A lâmina pontiaguda do amor
Vejo-te bela, estátua da loucura!
Erguendo no ar a mão nervosa e fina,
Tinta de sangue, que um punhal segura.
Olavo Bilac
Rasgou o corpo como uma folha de papel em branco. As páginas haviam sido apagadas pela dor da existência. Dizem que o amor tem muitas formas, mas foi a primeira vez que testemunhei tal maneira de arrancar o sentimento do peito, ainda que se saiba que ele ocupa todas as partes do corpo, cada detalhe. O amor não é morte, mas pode ser parente próximo desta. Ao passo que a morte distancia possibilidades, conteúdos infindos, adormece a memória, inquieta o coração e mostra a impotência da vida. O amor possui os mesmos sintomas, o que diferencia é sua capacidade de potencializar a vida, ou seja, ambos ativam o medo, consequentemente, revivificam o distanciamento.

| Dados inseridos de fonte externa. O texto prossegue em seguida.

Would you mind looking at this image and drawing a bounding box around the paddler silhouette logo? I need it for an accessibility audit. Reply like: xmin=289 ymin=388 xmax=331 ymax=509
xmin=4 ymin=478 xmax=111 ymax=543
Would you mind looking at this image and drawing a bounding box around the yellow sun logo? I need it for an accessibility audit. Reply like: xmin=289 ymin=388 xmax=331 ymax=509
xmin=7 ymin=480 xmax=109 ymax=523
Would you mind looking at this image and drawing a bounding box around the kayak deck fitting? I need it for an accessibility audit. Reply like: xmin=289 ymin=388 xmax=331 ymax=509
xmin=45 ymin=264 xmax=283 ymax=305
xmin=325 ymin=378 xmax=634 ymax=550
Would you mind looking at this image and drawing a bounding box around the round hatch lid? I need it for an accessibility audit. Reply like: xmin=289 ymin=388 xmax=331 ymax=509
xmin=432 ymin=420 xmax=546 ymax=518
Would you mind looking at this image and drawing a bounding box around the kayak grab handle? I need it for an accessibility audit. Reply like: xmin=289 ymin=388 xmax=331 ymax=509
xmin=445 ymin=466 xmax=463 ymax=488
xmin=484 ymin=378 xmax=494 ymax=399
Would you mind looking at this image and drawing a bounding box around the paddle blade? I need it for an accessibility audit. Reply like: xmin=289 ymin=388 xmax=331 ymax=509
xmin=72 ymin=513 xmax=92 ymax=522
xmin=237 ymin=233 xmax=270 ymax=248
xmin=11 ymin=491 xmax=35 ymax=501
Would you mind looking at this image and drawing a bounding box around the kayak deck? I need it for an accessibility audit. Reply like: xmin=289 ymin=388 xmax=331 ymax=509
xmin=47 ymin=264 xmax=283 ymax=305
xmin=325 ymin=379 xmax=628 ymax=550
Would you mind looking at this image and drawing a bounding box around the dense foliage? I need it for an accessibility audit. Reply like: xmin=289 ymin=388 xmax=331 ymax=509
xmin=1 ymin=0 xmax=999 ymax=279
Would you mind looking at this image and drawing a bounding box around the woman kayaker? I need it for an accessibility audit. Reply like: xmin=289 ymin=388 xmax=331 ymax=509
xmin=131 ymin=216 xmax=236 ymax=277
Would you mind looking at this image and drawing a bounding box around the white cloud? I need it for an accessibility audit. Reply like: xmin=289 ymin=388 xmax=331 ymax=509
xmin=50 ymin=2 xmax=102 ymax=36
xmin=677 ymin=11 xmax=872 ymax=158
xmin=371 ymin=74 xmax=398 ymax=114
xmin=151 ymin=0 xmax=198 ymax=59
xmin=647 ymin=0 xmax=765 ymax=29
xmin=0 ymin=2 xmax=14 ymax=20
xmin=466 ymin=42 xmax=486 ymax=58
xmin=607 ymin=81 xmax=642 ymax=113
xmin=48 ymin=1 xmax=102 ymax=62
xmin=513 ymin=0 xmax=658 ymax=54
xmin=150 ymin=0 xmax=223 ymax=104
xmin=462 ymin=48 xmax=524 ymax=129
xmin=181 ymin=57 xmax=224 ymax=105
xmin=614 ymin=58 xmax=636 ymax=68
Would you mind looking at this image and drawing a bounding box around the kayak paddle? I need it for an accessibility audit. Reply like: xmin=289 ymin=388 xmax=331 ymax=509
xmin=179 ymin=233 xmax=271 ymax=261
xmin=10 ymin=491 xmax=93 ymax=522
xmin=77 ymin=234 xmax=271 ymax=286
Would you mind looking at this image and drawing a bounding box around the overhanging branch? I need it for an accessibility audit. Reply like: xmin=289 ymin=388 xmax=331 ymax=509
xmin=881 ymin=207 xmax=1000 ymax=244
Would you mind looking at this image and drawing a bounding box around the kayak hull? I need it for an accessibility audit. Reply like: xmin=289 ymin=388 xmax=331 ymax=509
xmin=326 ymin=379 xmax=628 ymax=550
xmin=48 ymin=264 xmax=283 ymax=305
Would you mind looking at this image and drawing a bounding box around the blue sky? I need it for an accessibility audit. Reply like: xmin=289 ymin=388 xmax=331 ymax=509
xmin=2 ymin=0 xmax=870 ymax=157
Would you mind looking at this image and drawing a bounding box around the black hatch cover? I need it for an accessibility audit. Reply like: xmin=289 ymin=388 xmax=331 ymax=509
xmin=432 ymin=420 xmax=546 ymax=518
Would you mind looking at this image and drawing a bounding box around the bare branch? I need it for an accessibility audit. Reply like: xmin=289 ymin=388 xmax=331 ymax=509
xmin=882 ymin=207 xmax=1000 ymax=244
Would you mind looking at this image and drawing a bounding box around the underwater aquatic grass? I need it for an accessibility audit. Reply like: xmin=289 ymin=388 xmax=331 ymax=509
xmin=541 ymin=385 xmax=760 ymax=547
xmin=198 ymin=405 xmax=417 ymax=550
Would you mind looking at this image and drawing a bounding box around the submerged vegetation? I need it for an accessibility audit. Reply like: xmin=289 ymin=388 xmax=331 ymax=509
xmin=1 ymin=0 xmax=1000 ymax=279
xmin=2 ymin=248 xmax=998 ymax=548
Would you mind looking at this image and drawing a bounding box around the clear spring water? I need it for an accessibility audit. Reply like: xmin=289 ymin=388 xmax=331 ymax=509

Violeta encontrou a resposta que lhe era mais íntima, ao mesmo tempo, mais indecifrável. Comprou um punhal de prata ornamentado, com uma rubi a enfeitar-lhe o cabo. Vestida de branco para que as cores tomassem mais forma, talharia partes do corpo e sentiria cada gota derramada como partes de si mesma apunhaladas pelos desencontros amorosos. Entretanto, ainda antes, destruiria todas as cartas de amor que tivera escrito ou recebido, todas as fotos guardadas no baú ao qual denominara “amores que se foram ou poderiam ter sido”, cada objeto de afeto, cada flor despetalada e seca, algumas mofadas ainda que sempre quistas. Com o punhal, rasgou tudo, quebrou o baú, dilacerou flores, folhas, despedaçou anéis e colares, esmigalhou restos de perfumes, descrente dos provérbios populares.

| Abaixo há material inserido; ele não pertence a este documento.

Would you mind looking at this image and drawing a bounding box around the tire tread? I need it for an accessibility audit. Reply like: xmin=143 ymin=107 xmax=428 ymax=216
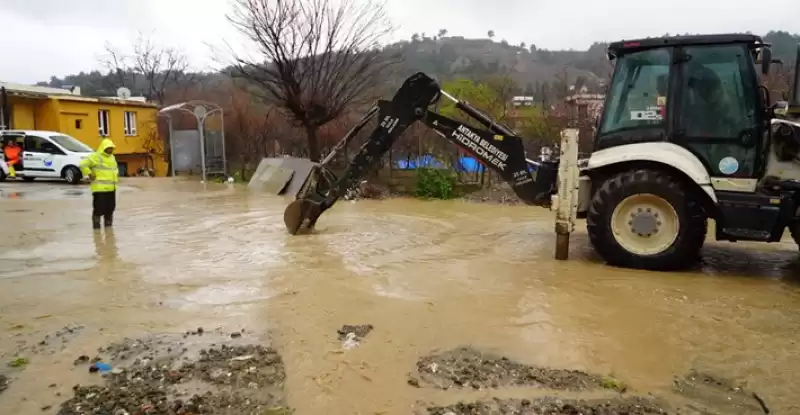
xmin=586 ymin=169 xmax=707 ymax=270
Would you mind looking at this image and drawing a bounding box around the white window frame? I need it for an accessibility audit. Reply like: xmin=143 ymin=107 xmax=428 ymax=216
xmin=98 ymin=110 xmax=110 ymax=137
xmin=124 ymin=111 xmax=137 ymax=136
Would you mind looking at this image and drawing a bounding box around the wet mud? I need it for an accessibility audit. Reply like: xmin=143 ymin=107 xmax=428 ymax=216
xmin=2 ymin=179 xmax=800 ymax=414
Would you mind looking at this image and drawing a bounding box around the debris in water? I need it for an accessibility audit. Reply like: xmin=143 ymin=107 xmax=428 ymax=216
xmin=230 ymin=332 xmax=242 ymax=339
xmin=342 ymin=333 xmax=360 ymax=350
xmin=73 ymin=355 xmax=90 ymax=365
xmin=337 ymin=324 xmax=373 ymax=340
xmin=752 ymin=392 xmax=770 ymax=414
xmin=673 ymin=369 xmax=766 ymax=414
xmin=0 ymin=374 xmax=10 ymax=395
xmin=89 ymin=362 xmax=112 ymax=373
xmin=8 ymin=357 xmax=29 ymax=368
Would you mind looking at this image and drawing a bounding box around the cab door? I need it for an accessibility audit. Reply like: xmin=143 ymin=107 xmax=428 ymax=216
xmin=673 ymin=44 xmax=764 ymax=180
xmin=23 ymin=135 xmax=63 ymax=177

Permaneceu o último objeto, a última lembrança, para Violeta, o último soluço, não mais amaria. Viver é um infortúnio quando o amor habita espaços recônditos, pensou no corpo como o único resquício a ser mortificado. O corpo objeto de amor, ele mesmo todo amor; e fez o trabalho de autópsia para que jamais permitisse que um novo amante o fizesse. Iniciou pelas mãos, as mesmas que sempre deram carinhos e aconchegos, toques suaves, leves, pétalas caídas sobre mãos alheias a sentir o outro; passou o punhal pela carne viva, quente, pulsante, pela raiz em que ficaram todos os seus amores até que dela brotasse sangue. O punhal percorria pelos braços, tão fortes em abraços convulsos de paixão, talhava-os como quem parte galhos firmes, fortes, que sustentam uma planta nas ocasiões mais inesperadas ou desesperantes. Chegou até o pescoço, o qual deixaria por último, e escorreu o punhal agora rubro sobre o peito, passou pela barriga até encontrar as pernas, outro ato de entrega, de abraço quente e estremecido, de sussurros e gemidos. Tocou a boca com a mão ensanguentada como se estivesse a se deliciar em beijos, machucada e frágil, intensa e verdadeira. Encostou o punhal no peito com força e sua última frase foi: "- Eu te amo, amor!"
Na manchete do jornal havia os seguintes dizeres: “O preço do amor. Mulher se dilacera com um punhal de rubi e prata”. Violeta era apenas uma flor machucada, como tantas que enfeitam as sacadas de muitas casas, com suas cores variadas.